It not a love battle, its not about passion. I guess its about care, the battle when your friends dont like your significant other…..in a not to subtle way. Actually, its obvious….not matter what they thinks. And it sucks because it hurta and i dont know what to do. And i dont want to chose a side but i dont want to keep them separate. And it may not be on purpose, but it feels like they dont want us anywhere together. Its either just me or not at all with him.
I’m sorry that I can be a burden. I’m sorry that I don’t understand. I’m sorry that I can’t help very much. I’m sorry that it hurts. I’m sorry that I can’t make it go away. I’m sorry that I’m forgetful and say things that I don’t actually mean. I’m sorry that I’m sorry because it makes it harder for you.
I should stop saying, “I’m sorry.” It just makes it worse. But you should know I am and that I mean it when I say it. I know you won’t necessarily see it but I am. But for now, I’m going to stop saying it. There are other things we should focus on.
“Take one step at a time. There’s no need to rush. It’s like learning to fly or falling in love.”
Take as much time as you need. I’ll be here for you. Don’t worry about moving too fast or going to slow. What works for you is what you should do. You can lean on me. I’ll be your crying shoulder. I’ll be your comfort and your friend. I’ll be with you until the very end. I love you so much. Please don’t even doubt that. Just remember that I’ll always pick up the phone and be there to talk about anything when you need it. Please.
I love you. Be safe. I’m here for you. Take it slow. We can do this together.
I like the light. I like that I can see the world. I like that I can feel the warmth. I like that people are active and energetic. I like that it pushes the dark away. I like that I can get distracted. I like that I can be productive. I like that I can at least pretend to be happy around people for now. I like that it’s easier to laugh and it’s easier to smile. I like that the world doesn’t seem as scary.
I don’t like the dark. I don’t like the fears. I don’t like that I’m left alone with my thoughts. I don’t like the feeling of loneliness. I don’t like……………….I don’t like the reality of life. I don’t like how everything good seems to disappear. I don’t like how I forget the good in life. I don’t like how it’s hard to hide. I don’t like it.
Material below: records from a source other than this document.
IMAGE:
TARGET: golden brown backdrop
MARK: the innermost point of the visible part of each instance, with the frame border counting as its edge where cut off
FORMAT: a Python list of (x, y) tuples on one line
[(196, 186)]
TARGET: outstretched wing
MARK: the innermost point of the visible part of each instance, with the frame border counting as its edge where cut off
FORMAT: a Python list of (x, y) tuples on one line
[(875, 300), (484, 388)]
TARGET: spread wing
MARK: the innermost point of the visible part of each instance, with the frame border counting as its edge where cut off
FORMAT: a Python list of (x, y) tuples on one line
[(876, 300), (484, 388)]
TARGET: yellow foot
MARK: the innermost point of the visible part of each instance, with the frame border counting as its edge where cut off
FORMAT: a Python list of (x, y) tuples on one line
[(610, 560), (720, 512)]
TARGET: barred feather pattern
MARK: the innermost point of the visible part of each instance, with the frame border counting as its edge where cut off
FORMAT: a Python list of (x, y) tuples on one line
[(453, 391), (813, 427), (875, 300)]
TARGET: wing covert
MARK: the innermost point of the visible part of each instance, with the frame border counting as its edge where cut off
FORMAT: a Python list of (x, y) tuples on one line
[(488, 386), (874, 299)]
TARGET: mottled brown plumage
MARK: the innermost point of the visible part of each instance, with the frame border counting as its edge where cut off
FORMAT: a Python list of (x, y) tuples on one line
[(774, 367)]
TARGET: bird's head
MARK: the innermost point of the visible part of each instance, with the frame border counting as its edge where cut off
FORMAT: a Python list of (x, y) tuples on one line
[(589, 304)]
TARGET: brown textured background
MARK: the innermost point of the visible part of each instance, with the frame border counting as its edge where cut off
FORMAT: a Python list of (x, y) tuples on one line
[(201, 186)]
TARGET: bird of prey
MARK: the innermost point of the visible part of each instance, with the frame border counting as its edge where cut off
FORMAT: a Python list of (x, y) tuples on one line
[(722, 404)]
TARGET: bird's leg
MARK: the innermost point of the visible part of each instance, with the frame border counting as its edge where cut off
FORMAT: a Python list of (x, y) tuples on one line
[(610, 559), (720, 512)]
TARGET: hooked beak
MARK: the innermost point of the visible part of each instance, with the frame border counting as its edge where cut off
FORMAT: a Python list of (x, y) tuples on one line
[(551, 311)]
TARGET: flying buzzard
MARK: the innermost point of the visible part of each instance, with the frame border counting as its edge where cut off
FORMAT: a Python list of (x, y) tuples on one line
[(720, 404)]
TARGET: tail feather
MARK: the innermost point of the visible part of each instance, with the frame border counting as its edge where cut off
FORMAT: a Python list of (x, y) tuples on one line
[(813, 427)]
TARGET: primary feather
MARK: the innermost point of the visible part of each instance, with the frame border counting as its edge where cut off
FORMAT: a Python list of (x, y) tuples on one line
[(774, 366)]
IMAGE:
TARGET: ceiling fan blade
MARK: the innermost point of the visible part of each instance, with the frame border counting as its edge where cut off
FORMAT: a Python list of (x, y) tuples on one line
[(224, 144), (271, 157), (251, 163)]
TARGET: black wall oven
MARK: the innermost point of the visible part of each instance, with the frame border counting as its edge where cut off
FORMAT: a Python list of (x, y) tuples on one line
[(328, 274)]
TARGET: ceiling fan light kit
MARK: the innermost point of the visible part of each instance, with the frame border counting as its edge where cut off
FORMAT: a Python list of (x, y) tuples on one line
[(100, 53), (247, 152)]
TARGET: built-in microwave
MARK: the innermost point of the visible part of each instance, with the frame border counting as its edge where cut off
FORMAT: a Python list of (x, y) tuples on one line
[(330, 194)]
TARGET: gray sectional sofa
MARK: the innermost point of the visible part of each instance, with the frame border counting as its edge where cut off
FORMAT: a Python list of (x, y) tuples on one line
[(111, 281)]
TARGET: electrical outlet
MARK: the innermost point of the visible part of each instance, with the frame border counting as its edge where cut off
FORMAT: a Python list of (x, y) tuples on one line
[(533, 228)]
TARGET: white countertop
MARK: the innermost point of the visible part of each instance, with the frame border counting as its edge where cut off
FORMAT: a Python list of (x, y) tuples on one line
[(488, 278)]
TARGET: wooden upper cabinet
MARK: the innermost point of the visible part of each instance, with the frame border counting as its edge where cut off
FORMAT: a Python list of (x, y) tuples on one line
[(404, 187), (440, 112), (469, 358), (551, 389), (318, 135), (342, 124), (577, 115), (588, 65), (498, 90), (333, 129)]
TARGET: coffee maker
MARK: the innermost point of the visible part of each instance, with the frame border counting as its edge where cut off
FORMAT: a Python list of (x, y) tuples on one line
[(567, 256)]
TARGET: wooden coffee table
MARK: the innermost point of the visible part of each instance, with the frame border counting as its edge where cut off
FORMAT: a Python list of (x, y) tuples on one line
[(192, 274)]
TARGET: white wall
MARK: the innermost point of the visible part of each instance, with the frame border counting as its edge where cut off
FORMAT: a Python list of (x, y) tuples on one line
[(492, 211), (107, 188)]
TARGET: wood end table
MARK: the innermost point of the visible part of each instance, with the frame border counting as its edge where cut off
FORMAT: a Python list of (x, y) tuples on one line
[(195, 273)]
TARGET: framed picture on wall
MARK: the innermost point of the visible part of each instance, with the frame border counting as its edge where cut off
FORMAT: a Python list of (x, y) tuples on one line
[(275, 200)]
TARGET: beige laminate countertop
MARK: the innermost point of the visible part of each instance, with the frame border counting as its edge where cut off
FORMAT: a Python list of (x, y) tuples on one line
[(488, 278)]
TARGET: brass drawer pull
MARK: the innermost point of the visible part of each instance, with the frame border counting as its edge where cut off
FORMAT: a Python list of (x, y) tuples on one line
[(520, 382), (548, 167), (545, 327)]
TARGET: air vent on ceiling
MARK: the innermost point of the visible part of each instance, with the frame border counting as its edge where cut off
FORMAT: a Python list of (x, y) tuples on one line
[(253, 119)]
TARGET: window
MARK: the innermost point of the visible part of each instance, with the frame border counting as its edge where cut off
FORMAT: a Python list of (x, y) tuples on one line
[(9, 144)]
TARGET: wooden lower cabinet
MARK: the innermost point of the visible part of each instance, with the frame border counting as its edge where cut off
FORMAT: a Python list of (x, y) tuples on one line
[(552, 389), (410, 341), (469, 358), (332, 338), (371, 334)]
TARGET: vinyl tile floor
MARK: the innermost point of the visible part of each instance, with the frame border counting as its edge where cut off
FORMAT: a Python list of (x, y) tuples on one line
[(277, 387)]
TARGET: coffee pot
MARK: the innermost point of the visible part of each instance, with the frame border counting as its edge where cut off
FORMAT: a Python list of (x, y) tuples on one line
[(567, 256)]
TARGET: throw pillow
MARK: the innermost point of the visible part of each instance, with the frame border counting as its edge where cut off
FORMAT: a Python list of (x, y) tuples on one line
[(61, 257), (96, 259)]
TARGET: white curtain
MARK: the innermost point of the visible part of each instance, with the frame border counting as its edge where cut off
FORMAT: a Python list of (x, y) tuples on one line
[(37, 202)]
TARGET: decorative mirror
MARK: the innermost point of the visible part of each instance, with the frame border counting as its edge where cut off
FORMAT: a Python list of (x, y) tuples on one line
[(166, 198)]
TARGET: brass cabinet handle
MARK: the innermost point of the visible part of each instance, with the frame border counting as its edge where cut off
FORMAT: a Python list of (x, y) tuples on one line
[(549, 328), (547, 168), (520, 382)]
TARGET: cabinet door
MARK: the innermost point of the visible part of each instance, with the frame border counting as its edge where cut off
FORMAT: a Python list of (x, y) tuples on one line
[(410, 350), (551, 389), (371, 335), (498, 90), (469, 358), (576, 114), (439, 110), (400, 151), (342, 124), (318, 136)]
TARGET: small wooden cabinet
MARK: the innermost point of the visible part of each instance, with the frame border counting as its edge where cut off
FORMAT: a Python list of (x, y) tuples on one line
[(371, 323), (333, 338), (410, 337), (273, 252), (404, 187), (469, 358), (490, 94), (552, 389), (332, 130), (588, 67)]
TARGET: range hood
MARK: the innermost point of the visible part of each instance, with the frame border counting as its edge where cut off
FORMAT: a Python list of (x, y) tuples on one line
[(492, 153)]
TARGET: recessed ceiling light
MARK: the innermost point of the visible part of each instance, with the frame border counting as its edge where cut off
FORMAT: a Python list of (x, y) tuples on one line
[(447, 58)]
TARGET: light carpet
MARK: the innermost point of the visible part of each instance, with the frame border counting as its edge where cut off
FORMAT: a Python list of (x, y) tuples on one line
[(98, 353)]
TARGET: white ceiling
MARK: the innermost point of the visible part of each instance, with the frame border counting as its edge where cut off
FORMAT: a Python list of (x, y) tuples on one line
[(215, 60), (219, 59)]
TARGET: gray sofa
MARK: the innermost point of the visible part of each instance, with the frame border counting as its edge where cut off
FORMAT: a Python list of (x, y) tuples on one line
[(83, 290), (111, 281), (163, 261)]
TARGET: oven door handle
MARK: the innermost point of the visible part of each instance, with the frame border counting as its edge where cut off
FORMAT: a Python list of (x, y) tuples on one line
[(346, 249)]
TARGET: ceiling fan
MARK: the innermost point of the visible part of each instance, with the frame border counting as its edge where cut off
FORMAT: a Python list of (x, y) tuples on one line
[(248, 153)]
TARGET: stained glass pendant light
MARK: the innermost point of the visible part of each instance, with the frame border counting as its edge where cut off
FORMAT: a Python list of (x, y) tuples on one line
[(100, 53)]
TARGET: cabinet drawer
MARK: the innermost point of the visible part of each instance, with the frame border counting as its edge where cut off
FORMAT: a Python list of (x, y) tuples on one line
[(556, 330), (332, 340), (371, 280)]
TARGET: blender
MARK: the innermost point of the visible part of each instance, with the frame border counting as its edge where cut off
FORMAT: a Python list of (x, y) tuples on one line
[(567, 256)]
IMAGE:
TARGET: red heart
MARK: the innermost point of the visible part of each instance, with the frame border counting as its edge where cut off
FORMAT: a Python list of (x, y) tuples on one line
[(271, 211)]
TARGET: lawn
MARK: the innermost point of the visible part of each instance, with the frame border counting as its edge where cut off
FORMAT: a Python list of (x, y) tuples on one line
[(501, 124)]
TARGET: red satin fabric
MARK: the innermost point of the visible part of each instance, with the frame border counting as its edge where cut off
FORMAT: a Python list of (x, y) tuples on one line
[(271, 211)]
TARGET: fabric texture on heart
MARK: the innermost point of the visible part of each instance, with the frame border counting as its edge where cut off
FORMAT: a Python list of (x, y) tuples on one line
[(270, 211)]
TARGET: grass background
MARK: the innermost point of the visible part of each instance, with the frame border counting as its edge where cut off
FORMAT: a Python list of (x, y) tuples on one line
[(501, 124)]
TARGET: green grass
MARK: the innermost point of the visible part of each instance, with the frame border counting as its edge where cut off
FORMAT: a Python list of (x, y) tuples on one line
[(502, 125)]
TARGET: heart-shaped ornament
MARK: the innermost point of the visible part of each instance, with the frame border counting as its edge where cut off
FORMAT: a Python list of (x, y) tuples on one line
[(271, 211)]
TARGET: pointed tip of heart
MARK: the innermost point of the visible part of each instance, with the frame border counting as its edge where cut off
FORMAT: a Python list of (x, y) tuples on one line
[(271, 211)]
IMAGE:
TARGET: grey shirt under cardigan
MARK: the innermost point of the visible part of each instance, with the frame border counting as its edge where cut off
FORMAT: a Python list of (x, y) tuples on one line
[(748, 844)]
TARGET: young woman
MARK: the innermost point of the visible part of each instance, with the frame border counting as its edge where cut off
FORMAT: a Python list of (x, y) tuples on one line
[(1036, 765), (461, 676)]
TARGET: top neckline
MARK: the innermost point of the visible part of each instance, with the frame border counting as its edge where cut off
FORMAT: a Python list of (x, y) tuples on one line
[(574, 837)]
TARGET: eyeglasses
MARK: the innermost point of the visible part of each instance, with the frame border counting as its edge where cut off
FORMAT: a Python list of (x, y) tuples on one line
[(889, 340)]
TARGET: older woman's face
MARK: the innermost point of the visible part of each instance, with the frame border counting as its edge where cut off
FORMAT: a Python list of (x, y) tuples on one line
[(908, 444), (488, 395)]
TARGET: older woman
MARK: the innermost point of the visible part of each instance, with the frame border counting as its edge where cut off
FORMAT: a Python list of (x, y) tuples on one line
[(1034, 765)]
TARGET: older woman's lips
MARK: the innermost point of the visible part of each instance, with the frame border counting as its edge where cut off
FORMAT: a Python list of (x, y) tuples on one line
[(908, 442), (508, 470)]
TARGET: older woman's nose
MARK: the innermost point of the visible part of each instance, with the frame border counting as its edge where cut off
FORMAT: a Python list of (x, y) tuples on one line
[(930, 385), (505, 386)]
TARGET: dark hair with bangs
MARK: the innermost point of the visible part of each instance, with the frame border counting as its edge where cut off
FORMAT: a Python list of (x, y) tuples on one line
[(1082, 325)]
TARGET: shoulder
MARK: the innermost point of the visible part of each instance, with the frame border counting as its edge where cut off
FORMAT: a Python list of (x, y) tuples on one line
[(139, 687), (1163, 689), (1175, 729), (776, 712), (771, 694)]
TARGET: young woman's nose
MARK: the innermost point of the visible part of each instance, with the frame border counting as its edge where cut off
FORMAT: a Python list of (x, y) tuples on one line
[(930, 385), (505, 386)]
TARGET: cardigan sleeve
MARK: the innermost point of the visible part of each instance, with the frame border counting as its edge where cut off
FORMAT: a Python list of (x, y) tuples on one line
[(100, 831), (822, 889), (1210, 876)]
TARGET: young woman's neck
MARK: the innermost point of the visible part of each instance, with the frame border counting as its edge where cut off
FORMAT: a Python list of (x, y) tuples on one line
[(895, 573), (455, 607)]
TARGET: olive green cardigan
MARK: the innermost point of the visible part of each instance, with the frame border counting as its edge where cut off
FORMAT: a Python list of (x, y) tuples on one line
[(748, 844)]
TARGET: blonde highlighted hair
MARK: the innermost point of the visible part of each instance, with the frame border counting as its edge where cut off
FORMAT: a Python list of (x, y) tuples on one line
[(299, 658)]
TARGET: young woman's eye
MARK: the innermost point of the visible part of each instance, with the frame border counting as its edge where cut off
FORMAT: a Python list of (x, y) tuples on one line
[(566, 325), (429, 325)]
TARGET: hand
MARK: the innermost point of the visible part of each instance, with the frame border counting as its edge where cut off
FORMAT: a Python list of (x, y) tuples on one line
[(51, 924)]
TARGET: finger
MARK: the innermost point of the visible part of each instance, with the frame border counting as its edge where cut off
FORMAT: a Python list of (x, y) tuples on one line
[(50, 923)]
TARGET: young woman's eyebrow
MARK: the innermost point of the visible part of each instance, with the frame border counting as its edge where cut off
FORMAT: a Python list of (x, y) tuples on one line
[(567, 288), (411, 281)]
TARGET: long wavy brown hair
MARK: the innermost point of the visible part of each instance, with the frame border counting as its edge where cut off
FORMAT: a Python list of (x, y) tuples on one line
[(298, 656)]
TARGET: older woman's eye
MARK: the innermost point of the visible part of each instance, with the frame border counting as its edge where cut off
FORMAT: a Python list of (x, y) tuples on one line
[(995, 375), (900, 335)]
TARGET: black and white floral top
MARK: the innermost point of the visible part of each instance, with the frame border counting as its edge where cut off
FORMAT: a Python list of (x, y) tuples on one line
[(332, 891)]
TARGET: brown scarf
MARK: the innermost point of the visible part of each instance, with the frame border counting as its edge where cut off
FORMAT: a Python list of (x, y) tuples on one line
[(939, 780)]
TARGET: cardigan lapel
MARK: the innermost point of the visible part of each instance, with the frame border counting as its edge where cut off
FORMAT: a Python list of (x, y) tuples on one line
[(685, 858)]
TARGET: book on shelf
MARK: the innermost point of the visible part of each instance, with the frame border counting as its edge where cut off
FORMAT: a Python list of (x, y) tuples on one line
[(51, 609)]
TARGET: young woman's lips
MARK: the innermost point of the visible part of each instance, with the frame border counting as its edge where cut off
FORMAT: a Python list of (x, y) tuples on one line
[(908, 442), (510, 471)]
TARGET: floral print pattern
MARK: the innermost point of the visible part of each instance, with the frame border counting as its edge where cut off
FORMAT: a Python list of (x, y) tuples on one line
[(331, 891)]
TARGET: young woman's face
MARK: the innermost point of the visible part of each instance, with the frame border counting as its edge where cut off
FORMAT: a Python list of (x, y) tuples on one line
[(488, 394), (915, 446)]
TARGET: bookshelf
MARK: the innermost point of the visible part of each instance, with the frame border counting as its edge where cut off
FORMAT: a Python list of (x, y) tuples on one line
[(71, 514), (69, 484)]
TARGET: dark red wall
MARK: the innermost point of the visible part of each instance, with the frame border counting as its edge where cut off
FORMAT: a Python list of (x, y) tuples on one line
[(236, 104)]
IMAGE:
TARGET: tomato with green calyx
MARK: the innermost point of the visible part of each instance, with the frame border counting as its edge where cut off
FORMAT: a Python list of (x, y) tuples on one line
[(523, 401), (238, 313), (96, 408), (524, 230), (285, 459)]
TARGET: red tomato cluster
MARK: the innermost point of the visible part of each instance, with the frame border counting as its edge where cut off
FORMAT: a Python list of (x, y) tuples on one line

I don’t like the dark. I like the light.
Lessons learned. I need to learn how to shut up and hold my tongue. Once everything’s done, I think it’ll be okay because I don’t need to see them again…getting ready to disappear for a week and let everything settle back in. There’s that unsettling stomach feeling again that people just don’t like me and that it’s all an act. But that’s no surprise. Not the first…and definitely not the last. Maybe I should just shut up………..
You’ve come such a long way. Why go and revisit the past when you know that there’s only pain and agony? Why go when all that happens is a breakdown and knots in your stomach? Why let one thing a person said affect you so much? Why become the person in your story that you’re disgusted by? Stop coughing. Don’t puke. Drink water. Eat your vitamins. Ignore what people say. It’s hard. It’s really hard. It never resonates right away. It’s always a few days later. Never hits hard. Not until later. Not until you want to revisit that story that ended it all and was the start of the beginning to recovery. Breathe. Stop. Don’t talk unless necessary. Don’t be hard on yourself. WHY LET ONE PERSON’S COMMENT MAKE YOU REVISIT THE PAST. WHY LET ONE PERSON BEGIN TO DESTROY WHAT YOU’VE BEEN STRUGGLING FOR SO LONG TO BUILD. WHY LET ONE PERSON BE THE DICKHEAD THAT CAUSES YOU TO SPIRAL BACK TO WHAT YOU WERE AND SO HATED TO BE.
Wow. So easy to hide something. So easy to recover. Practice makes perfect, doesn’t it? God. Why are you so mean to yourself? You’ll be ok. It’s what you tell Matt. You tell him that he’ll be ok, that you’ll be at his side through thick and thin, that you two can overcome this obstacle together. Don’t let anybody ruin that. You have to know that you can do this. You are not what people say you are. You are not merely a façade. You’re a real person. You are you and people can deal with it. 世界上只有一个你。
It’s disappointing when you stay up late, even though you’re already tired yourself, thinking that you’ll manage to have a quick call just to hear his/her voice or see his/her face only to get a message that the person is tired and going to bed.
Do you think I’m not? The only person I ever want to talk to is you. I stay up later for you. I leave my phone on for you. All just to talk to you when I could probably fall asleep any moment if I was comfortable just right. I know that
this is your week with friends and stuff and that I just saw you last weekend but I wanna at least hear you. It’s not my fault you spoil me. I just wanna be selfish when it comes to you.
Petty? Maybe. Probably. Just want to be included.